9am on Friday morning, and I've just had breakfast and unpacked the car. While I've been away it has hardly rained at all - the grass is looking very yellow and thin - while overnight and this morning there has been a spectacular thunderstorm with lightning on the hills all round the house, and heavy rain. Now it's daylight the thunder is still rumbling but the lightshow has finished, and we're up in the raincloud with no visibility beyond the nearest hedges.
11 hours driving yesterday and I was hit by that curious evolutionary (?) problem, coming over really sleepy between 2 and 4 in the afternoon - the heat of the day on those African savannahs, and the best time to lie down. Really difficult staying awake, and then it simply passed off entirely and the rest of the drive was so easy.
The wedding went off perfectly (and I'll write about it later) but now it's back to Mourjou and its builders. Three of them promised to work while I was away, but of the three only M Bouquier actually did: so we do have a kitchen, though as the plumber wasn't on site it isn't yet connected up and can't be used. The electrician hasn't shown up at all, while the menuisier, who positively assured me he'd be hard at work on the balcony, also hasn't set foot anywhere near here. But on the plus side, M le Maire has made a really good start in tiling the bathrooms, and he'd made no promises at all. The downstairs shower room is pretty well finihed - the one part he hasn't done is clearly waiting for us to say what we want him to do.

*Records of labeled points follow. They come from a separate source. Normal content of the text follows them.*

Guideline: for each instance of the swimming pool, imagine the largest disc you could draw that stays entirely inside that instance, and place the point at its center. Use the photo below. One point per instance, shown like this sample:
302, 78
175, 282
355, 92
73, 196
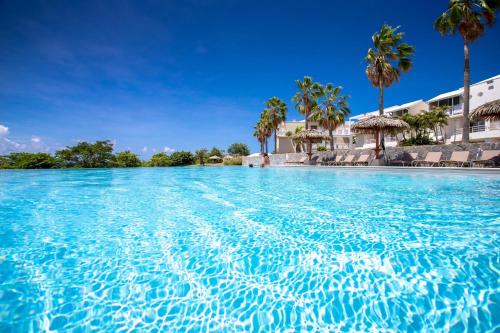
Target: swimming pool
238, 249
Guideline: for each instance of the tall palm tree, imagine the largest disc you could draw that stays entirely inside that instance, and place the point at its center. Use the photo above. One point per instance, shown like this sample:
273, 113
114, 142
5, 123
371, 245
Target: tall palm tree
386, 59
467, 17
306, 98
260, 134
277, 112
263, 130
440, 119
332, 110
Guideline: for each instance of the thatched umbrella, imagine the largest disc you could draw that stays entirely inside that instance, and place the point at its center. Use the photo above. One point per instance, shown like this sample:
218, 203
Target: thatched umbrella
215, 158
376, 124
490, 110
310, 137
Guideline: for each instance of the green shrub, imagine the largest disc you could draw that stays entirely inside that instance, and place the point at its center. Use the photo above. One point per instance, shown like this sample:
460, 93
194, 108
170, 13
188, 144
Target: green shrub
233, 161
238, 149
180, 158
417, 141
127, 159
29, 161
159, 160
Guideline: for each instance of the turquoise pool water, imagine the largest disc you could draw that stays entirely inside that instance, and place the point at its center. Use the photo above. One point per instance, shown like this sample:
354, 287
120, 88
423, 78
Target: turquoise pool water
247, 250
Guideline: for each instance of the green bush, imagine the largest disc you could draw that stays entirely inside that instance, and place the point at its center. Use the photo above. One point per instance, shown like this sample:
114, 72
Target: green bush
127, 159
238, 149
417, 141
180, 158
29, 161
87, 155
233, 161
159, 160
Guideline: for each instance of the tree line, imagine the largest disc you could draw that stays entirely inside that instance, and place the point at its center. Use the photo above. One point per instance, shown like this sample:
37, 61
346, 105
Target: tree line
100, 154
387, 58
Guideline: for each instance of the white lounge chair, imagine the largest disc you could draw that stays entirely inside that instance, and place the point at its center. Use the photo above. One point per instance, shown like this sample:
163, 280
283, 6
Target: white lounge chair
458, 158
431, 159
488, 157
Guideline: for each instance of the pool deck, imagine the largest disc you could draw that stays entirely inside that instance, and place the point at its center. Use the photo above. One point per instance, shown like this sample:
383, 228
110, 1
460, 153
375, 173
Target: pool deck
489, 171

The weather has had a startling effect on the peach tree outside the front door of the barn: the large crop of peaches are twice the size they were before, and the tree is bowed down with the weight making it hard to get in the front door. The peaches are however rock-hard at the present, so it'll be a while before we start enjoying them.
On getting back late last night I knocked on Leontine's door and we had a chat about the wedding and the grandchildren, but didn't stay long as the house needed opening up. Lots of cobwebs (one of those fun jobs for later this morning), and the bats seem to have moved out of the kitchen window and into the attic. Everything else seems absolutely fine, which is distinctly encouraging, and no sign of the flies which can sometimes provide a field sport for the flyswatters.

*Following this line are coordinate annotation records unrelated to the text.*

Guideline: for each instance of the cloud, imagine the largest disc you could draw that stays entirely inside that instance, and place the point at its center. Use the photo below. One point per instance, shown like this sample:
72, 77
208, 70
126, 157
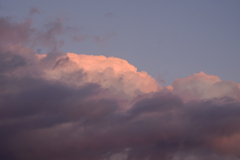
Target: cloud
75, 106
203, 86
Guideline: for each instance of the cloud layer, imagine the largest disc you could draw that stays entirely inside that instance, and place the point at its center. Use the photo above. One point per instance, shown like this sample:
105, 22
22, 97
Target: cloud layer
75, 106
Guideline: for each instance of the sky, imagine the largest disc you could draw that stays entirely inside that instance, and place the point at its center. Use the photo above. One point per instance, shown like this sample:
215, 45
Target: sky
119, 80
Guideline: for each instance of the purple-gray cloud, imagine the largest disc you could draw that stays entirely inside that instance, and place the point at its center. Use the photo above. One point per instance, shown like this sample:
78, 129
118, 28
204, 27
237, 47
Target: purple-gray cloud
51, 107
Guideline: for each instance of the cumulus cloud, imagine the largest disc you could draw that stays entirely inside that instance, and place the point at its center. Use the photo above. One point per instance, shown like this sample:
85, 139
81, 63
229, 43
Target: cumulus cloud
75, 106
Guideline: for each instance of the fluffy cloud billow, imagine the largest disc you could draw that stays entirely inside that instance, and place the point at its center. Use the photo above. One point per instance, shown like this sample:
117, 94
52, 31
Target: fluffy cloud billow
70, 106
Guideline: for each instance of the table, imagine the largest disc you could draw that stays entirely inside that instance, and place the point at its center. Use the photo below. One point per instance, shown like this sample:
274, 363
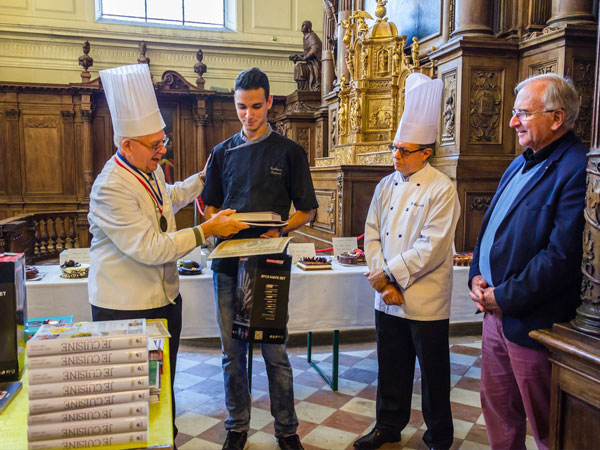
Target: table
13, 421
327, 300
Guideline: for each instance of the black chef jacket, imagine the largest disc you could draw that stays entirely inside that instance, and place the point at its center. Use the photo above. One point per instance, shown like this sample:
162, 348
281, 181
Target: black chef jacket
266, 175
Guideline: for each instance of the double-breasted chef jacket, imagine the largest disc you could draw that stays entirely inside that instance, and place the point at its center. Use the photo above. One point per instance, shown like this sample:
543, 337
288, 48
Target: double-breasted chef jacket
410, 228
133, 263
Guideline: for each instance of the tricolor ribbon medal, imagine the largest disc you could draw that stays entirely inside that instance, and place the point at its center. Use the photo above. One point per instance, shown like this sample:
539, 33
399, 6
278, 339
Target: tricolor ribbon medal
155, 194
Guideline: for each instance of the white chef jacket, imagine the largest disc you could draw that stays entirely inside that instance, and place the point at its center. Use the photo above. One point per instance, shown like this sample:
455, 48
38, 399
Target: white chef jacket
133, 263
410, 227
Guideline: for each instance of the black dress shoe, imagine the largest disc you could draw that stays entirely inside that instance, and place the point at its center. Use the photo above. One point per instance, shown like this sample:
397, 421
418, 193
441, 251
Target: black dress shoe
236, 440
375, 439
290, 443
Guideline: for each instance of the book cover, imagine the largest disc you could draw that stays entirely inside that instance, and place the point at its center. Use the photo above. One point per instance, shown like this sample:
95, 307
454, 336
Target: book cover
46, 405
8, 391
89, 359
71, 389
87, 428
262, 216
81, 373
82, 337
91, 441
97, 413
34, 323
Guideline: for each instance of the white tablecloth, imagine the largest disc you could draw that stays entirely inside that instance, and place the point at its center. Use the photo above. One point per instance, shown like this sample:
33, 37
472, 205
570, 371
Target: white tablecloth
319, 300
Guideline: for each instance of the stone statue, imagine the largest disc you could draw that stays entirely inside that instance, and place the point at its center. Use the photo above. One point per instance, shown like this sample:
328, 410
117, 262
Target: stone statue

This morning Jean-Pierre was filling jerricans of water for his cows, which he has moved to a field at Leynhac (not enough grass here), and the field next to our barn is only occupied by his pretty brown-blonde horse and her foal.
This might explain the absence of flies. Jean-Pierre helped me unload the bandsaw from the car, as it is too heavy for me to do by myself. Everything - particularly the grandfather clock - arrived safely and undamaged, and the clock is now ticking away happily in the room next door. It can't yet go into the barn - it will have to wait until the plugpoints are fitted and the walls are painted. Next week? Or next year?
We'll have a bit of extra decorating in the barn as the redstart has raised another brood in the barn, and the signs of occupation can be seen on absolutely every flat surface, but particularly - of course - on the wooden staircase that we sanded down so carefully. The (single) chick seems to be sufficiently large to be evicted, so I'll try to flush her and her mother out, and then make sure the windows stay closed as much as possible.